Religion und Gesellschaft in Ost und West 50 (2022), 7

Titel der Ausgabe 
Religion und Gesellschaft in Ost und West 50 (2022), 7
Weiterer Titel 
Krieg gegen die Ukraine. Widerstand, Terror, Auswirkungen auf Nachbarn

Erschienen
Zürich 2022: Selbstverlag
Preis
Jahresabonnement CHF 95,00 / EUR 81,00; Abo für Studierende CHF 50,00 / EUR 42,00; Einzelheft CHF 15,00 / EUR 13,00

 

Kontakt

Institution
Religion und Gesellschaft in Ost und West (RGOW)
Land
Switzerland
c/o
Institut G2W Bederstr. 76 CH-8002 Zürich
Von
Regula Zwahlen, RGOW, Religion & Gesellschaft in Ost und West (RGOW)

Der russische Krieg gegen die Ukraine macht keine Sommerpause. Russland verübt wieder vermehrt Luftangriffe auf ostukrainische Städte wie Charkiv, die Ukraine ruft ihre Bevölkerung im Süden zur Flucht auf, weil ukrainische Militäroffensiven zur Rückeroberung der besetzten Gebiete geplant sind.
In den russisch besetzten Gebieten ist die Bevölkerung mit einer prekären Versorgungslage sowie Gewalt und Terror seitens der Besatzungsmacht konfrontiert. Deren vielfältigen Versuche, die lokale Kontrolle aufrecht zu erhalten, scheitern häufig am vielfältigen Widerstand der Bevölkerung. Gleichzeitig gibt es trotz des andauernden Krieges bereits nationale und internationale Bemühungen zur Strafverfolgung der von Russland begangenen Kriegsverbrechen.
Der seit acht Jahren andauernde Krieg verändert den öffentlichen Raum ("Dekommunisierung"), die Sprach- wie auch die religiöse Landschaft der Ukraine. Der Krieg wirkt sich auch auf andere postsowjetische Länder wie Estland, Armenien und Kasachstan aus.

Inhaltsverzeichnis

Viktor Stepanenko: Im Abwehrkampf. Soziale und politische Folgen des Krieges
Der russische Angriffskrieg gegen die Ukraine hat die soziale Kohäsion im Land gestärkt. Es lassen sich vielfältige Formen des gemeinsamen Widerstands und gegenseitiger Solidarität beobachten. Die Mehrheit der Bevölkerung spricht sich gegen einen Frieden um den Preis von Gebietsabtretungen an Russland aus. Innenpolitisch herrscht eine brüchige Einheit unter den politischen Kräften, wobei die Gefahr besteht, dass sich autoritäre Tendenzen mithilfe des Kriegsrechts verstärken.
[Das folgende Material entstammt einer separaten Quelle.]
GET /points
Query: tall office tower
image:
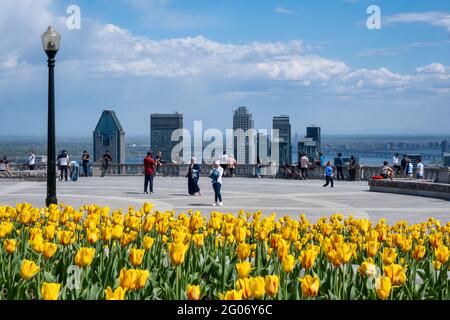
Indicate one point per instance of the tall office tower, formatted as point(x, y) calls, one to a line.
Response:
point(161, 128)
point(242, 119)
point(282, 124)
point(109, 136)
point(314, 133)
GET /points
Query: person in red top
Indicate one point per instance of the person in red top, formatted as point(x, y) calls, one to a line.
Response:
point(149, 170)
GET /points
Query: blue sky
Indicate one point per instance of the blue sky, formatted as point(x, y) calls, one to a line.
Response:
point(313, 60)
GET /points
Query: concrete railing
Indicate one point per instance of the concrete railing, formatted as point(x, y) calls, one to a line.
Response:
point(363, 173)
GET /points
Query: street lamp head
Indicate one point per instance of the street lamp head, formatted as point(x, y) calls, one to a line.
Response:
point(51, 40)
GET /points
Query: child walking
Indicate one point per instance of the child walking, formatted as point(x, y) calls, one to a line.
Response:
point(216, 179)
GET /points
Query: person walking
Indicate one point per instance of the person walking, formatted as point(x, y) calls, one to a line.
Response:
point(420, 169)
point(85, 158)
point(258, 167)
point(149, 171)
point(396, 164)
point(232, 163)
point(106, 159)
point(74, 168)
point(216, 175)
point(329, 175)
point(304, 164)
point(31, 161)
point(338, 163)
point(63, 162)
point(224, 163)
point(193, 176)
point(352, 168)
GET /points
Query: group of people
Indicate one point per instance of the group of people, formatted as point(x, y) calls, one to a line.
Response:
point(152, 165)
point(402, 168)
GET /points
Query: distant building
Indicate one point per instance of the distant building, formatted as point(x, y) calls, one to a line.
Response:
point(283, 125)
point(446, 159)
point(109, 136)
point(242, 119)
point(308, 146)
point(314, 133)
point(161, 128)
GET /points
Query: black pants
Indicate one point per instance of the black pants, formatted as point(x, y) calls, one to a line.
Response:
point(148, 180)
point(329, 179)
point(85, 169)
point(304, 173)
point(63, 170)
point(217, 194)
point(340, 173)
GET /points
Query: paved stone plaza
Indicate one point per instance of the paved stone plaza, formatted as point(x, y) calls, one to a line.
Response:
point(286, 197)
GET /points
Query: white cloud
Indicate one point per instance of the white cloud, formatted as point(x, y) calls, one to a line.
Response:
point(283, 10)
point(434, 18)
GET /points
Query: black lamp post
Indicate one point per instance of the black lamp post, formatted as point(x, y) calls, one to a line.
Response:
point(51, 41)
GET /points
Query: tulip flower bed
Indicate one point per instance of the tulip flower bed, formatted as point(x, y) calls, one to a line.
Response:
point(63, 253)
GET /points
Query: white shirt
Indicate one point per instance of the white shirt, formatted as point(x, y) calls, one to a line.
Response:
point(420, 169)
point(32, 160)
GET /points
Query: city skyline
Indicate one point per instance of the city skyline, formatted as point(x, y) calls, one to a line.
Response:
point(318, 64)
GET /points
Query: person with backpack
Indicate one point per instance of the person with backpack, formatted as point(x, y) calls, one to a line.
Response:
point(216, 175)
point(149, 171)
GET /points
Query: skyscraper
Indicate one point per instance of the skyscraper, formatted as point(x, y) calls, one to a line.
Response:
point(242, 119)
point(161, 128)
point(314, 133)
point(282, 124)
point(109, 136)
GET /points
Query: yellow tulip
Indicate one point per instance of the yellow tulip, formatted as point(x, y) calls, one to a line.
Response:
point(231, 295)
point(147, 242)
point(193, 292)
point(271, 285)
point(288, 263)
point(84, 257)
point(177, 253)
point(118, 294)
point(419, 252)
point(50, 291)
point(257, 286)
point(389, 255)
point(49, 250)
point(136, 256)
point(383, 287)
point(310, 286)
point(243, 269)
point(28, 269)
point(10, 245)
point(243, 251)
point(396, 273)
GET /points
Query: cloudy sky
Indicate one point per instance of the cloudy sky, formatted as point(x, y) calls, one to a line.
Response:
point(314, 60)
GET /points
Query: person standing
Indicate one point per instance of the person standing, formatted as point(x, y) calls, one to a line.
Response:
point(304, 164)
point(329, 175)
point(63, 162)
point(31, 161)
point(338, 163)
point(216, 175)
point(74, 168)
point(106, 159)
point(420, 169)
point(85, 158)
point(224, 162)
point(352, 168)
point(396, 163)
point(193, 176)
point(258, 167)
point(232, 163)
point(149, 171)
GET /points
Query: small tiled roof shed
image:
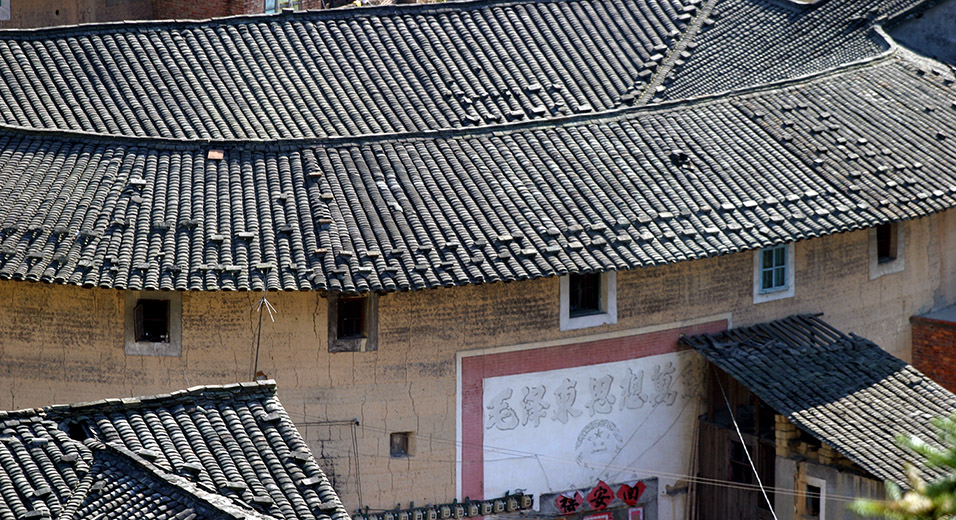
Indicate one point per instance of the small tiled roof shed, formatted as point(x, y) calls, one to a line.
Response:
point(204, 453)
point(840, 388)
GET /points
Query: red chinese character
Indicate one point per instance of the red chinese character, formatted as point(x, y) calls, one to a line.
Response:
point(600, 496)
point(630, 495)
point(567, 505)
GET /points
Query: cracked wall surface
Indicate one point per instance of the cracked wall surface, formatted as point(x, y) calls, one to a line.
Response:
point(65, 344)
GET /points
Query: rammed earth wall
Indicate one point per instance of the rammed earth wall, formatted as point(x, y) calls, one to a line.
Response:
point(65, 344)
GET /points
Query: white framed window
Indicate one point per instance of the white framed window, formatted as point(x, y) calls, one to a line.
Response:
point(353, 323)
point(154, 323)
point(275, 6)
point(814, 499)
point(773, 273)
point(588, 300)
point(886, 249)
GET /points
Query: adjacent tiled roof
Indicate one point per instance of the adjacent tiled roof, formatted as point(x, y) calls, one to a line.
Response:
point(748, 42)
point(209, 452)
point(843, 389)
point(846, 150)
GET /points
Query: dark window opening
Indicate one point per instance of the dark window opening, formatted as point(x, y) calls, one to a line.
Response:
point(351, 318)
point(584, 295)
point(813, 501)
point(398, 442)
point(739, 466)
point(886, 243)
point(152, 321)
point(765, 466)
point(78, 431)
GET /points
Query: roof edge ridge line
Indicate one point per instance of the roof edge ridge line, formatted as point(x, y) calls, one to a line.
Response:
point(331, 141)
point(225, 505)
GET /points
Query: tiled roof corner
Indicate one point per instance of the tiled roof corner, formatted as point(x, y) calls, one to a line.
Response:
point(210, 451)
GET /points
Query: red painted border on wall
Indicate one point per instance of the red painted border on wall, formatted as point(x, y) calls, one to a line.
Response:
point(475, 369)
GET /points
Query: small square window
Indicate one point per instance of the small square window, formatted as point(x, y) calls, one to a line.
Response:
point(886, 243)
point(352, 323)
point(773, 273)
point(351, 318)
point(588, 300)
point(773, 268)
point(399, 444)
point(584, 295)
point(153, 323)
point(886, 249)
point(275, 6)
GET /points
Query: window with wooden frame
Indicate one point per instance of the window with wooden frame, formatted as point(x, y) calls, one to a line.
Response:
point(774, 272)
point(153, 323)
point(400, 444)
point(886, 249)
point(588, 300)
point(353, 323)
point(585, 295)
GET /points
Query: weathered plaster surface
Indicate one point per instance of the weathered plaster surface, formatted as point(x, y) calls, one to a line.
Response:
point(65, 344)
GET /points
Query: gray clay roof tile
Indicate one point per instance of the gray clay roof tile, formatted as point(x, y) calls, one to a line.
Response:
point(843, 389)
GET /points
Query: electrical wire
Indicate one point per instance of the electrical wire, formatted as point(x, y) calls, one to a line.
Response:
point(744, 444)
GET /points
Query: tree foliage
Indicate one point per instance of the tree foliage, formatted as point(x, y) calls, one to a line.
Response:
point(923, 500)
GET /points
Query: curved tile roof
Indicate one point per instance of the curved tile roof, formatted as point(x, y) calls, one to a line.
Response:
point(415, 68)
point(843, 389)
point(341, 72)
point(210, 155)
point(748, 42)
point(212, 452)
point(845, 151)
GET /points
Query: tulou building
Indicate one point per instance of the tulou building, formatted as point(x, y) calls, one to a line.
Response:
point(478, 245)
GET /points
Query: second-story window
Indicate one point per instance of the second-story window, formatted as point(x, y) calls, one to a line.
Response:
point(274, 6)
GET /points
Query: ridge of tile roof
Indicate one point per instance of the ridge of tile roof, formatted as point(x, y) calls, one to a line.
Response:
point(645, 188)
point(841, 388)
point(204, 452)
point(596, 117)
point(121, 483)
point(410, 68)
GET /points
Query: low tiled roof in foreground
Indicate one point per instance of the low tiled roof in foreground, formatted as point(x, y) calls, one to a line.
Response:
point(207, 453)
point(843, 389)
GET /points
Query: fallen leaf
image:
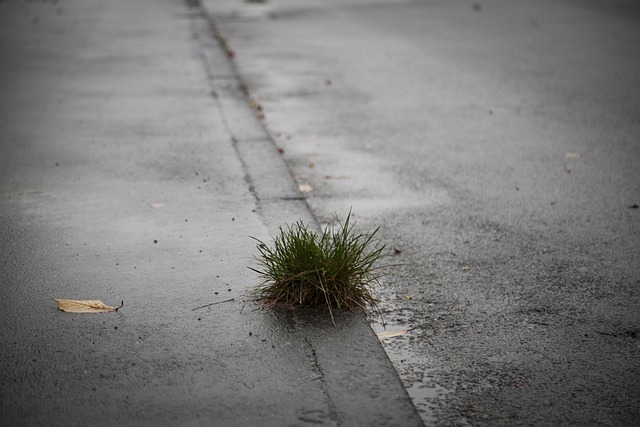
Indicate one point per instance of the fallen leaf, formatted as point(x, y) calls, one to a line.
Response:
point(390, 334)
point(86, 306)
point(305, 188)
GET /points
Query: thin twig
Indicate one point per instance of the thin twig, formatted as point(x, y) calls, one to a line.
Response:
point(213, 303)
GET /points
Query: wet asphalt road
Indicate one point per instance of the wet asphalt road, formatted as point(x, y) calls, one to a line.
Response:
point(497, 144)
point(132, 168)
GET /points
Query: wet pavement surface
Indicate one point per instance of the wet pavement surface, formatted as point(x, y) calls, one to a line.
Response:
point(496, 145)
point(132, 168)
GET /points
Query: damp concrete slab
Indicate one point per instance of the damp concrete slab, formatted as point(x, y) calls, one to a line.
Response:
point(132, 168)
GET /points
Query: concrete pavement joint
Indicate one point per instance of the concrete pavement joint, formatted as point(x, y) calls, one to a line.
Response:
point(269, 178)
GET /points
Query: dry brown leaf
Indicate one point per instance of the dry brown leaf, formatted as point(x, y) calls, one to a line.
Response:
point(305, 188)
point(391, 334)
point(86, 306)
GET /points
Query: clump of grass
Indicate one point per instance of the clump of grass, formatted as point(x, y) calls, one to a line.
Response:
point(336, 268)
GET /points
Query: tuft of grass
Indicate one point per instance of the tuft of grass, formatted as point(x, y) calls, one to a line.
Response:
point(336, 268)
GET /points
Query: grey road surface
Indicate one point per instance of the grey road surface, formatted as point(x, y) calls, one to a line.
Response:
point(132, 168)
point(497, 144)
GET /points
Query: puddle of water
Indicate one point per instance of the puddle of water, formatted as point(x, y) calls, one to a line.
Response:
point(420, 381)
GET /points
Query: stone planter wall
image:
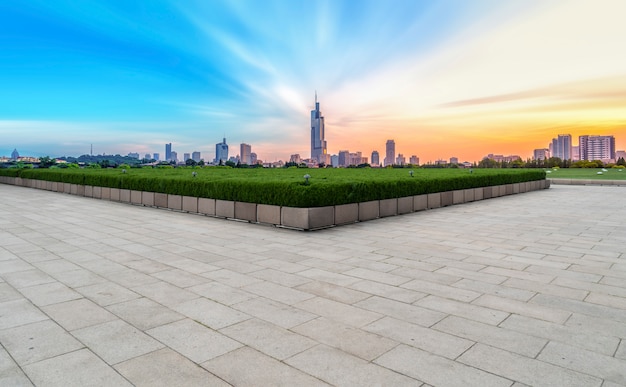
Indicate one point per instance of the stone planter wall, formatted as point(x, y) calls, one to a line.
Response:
point(289, 217)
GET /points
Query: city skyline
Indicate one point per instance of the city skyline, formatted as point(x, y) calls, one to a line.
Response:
point(442, 79)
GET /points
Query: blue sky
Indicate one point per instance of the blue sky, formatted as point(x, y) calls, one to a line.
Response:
point(132, 76)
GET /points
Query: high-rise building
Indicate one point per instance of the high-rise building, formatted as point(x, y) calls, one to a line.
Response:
point(319, 152)
point(168, 152)
point(221, 152)
point(390, 152)
point(375, 158)
point(596, 148)
point(245, 154)
point(562, 147)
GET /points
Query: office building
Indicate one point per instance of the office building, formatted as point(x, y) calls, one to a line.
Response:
point(390, 152)
point(596, 148)
point(562, 147)
point(375, 158)
point(168, 152)
point(319, 152)
point(221, 152)
point(245, 154)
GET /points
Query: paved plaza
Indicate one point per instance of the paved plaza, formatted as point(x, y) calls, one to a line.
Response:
point(526, 289)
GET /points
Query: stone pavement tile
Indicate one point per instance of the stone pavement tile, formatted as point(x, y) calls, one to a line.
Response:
point(31, 343)
point(8, 293)
point(281, 278)
point(279, 293)
point(26, 278)
point(386, 291)
point(268, 338)
point(19, 312)
point(328, 276)
point(80, 368)
point(231, 278)
point(581, 360)
point(165, 293)
point(166, 368)
point(436, 370)
point(10, 373)
point(496, 290)
point(337, 311)
point(50, 293)
point(333, 292)
point(78, 314)
point(510, 340)
point(523, 369)
point(528, 309)
point(116, 341)
point(429, 340)
point(283, 315)
point(79, 278)
point(540, 287)
point(330, 365)
point(247, 367)
point(401, 311)
point(377, 276)
point(180, 278)
point(441, 290)
point(555, 303)
point(193, 340)
point(210, 313)
point(221, 293)
point(601, 342)
point(144, 313)
point(107, 293)
point(352, 340)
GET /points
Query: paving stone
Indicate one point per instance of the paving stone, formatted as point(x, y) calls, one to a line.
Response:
point(523, 369)
point(247, 367)
point(193, 340)
point(116, 341)
point(330, 365)
point(166, 368)
point(436, 370)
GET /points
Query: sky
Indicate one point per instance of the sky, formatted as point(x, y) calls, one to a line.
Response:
point(442, 78)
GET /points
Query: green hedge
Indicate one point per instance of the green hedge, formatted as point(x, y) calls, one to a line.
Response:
point(285, 187)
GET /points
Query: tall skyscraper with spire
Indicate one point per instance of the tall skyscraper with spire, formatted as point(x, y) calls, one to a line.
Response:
point(318, 141)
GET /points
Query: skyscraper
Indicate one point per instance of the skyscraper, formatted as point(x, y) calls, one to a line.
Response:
point(168, 152)
point(245, 153)
point(319, 152)
point(221, 152)
point(390, 152)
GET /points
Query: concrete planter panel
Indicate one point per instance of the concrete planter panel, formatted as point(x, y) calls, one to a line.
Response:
point(405, 205)
point(224, 209)
point(147, 198)
point(434, 200)
point(368, 210)
point(245, 211)
point(135, 197)
point(125, 195)
point(388, 207)
point(458, 197)
point(160, 200)
point(346, 213)
point(266, 213)
point(175, 202)
point(207, 206)
point(420, 202)
point(190, 204)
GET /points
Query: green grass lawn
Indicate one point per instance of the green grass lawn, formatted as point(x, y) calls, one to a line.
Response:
point(587, 173)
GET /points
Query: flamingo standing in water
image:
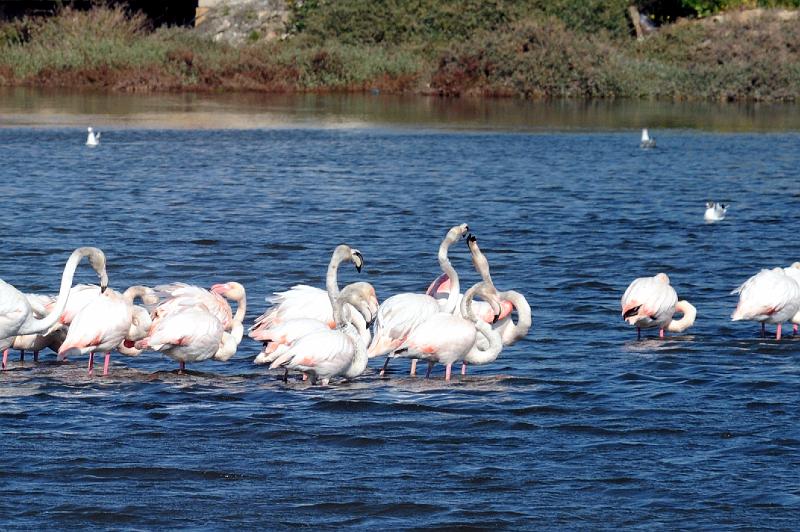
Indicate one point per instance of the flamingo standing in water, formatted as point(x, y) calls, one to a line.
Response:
point(186, 330)
point(17, 317)
point(445, 337)
point(327, 353)
point(279, 338)
point(770, 296)
point(103, 324)
point(510, 300)
point(303, 301)
point(652, 302)
point(400, 314)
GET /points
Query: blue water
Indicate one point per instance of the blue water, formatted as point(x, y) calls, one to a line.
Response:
point(577, 426)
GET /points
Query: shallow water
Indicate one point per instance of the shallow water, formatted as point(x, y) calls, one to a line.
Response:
point(579, 425)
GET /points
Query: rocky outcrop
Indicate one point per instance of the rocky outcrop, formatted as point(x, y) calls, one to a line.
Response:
point(241, 21)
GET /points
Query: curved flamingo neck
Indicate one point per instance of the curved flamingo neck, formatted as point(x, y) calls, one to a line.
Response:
point(447, 268)
point(524, 316)
point(97, 260)
point(687, 320)
point(340, 254)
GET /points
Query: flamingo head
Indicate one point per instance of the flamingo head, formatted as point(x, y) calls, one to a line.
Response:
point(231, 290)
point(357, 258)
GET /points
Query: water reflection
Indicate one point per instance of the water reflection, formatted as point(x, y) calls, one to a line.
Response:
point(36, 107)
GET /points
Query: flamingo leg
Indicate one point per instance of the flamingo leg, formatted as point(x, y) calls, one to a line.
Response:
point(383, 369)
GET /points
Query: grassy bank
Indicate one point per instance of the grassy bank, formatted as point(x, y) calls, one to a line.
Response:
point(475, 47)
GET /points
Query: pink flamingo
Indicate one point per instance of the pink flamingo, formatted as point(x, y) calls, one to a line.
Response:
point(17, 317)
point(652, 302)
point(445, 337)
point(303, 301)
point(770, 296)
point(327, 353)
point(186, 330)
point(277, 339)
point(400, 314)
point(103, 324)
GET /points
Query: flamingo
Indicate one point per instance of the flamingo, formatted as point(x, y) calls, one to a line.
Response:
point(188, 331)
point(277, 339)
point(445, 337)
point(715, 212)
point(510, 300)
point(770, 296)
point(652, 302)
point(16, 314)
point(793, 271)
point(303, 301)
point(103, 324)
point(327, 353)
point(402, 313)
point(92, 139)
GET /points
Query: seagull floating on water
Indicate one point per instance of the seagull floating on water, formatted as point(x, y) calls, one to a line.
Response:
point(93, 139)
point(715, 212)
point(647, 142)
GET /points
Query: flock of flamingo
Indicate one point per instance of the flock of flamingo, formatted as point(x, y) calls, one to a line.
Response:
point(322, 334)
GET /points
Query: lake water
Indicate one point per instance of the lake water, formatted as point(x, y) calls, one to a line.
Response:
point(577, 426)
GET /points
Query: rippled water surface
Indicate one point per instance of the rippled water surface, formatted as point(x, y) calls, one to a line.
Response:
point(579, 425)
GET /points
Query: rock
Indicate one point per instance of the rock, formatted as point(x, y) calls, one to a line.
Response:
point(242, 21)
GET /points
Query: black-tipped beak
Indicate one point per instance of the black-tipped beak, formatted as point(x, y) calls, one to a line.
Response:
point(631, 312)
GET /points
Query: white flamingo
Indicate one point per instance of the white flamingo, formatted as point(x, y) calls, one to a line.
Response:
point(445, 338)
point(103, 324)
point(402, 313)
point(16, 314)
point(303, 301)
point(770, 296)
point(652, 302)
point(190, 332)
point(279, 338)
point(327, 353)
Tatiana Zhurzhenko: Terror, Kollaboration und Widerstand unter russischer Okkupation
Russland hat seit dem 24. Februar ungefähr ein Fünftel des ukrainischen Territoriums unter seine Kontrolle gebracht. Bei der Verwaltung der besetzten Gebiete greift Russland einerseits auf Instrumente der Krim-Annexion und der Errichtung der beiden sog. Volksrepubliken 2014 zurück, andererseits setzte es viel unverhüllter auf Gewalt und Terror. Die lokale Bevölkerung leistet auf vielfältige Weise Widerstand. Bei der Kollaboration gibt es verschiedene Motive und Schattierungen.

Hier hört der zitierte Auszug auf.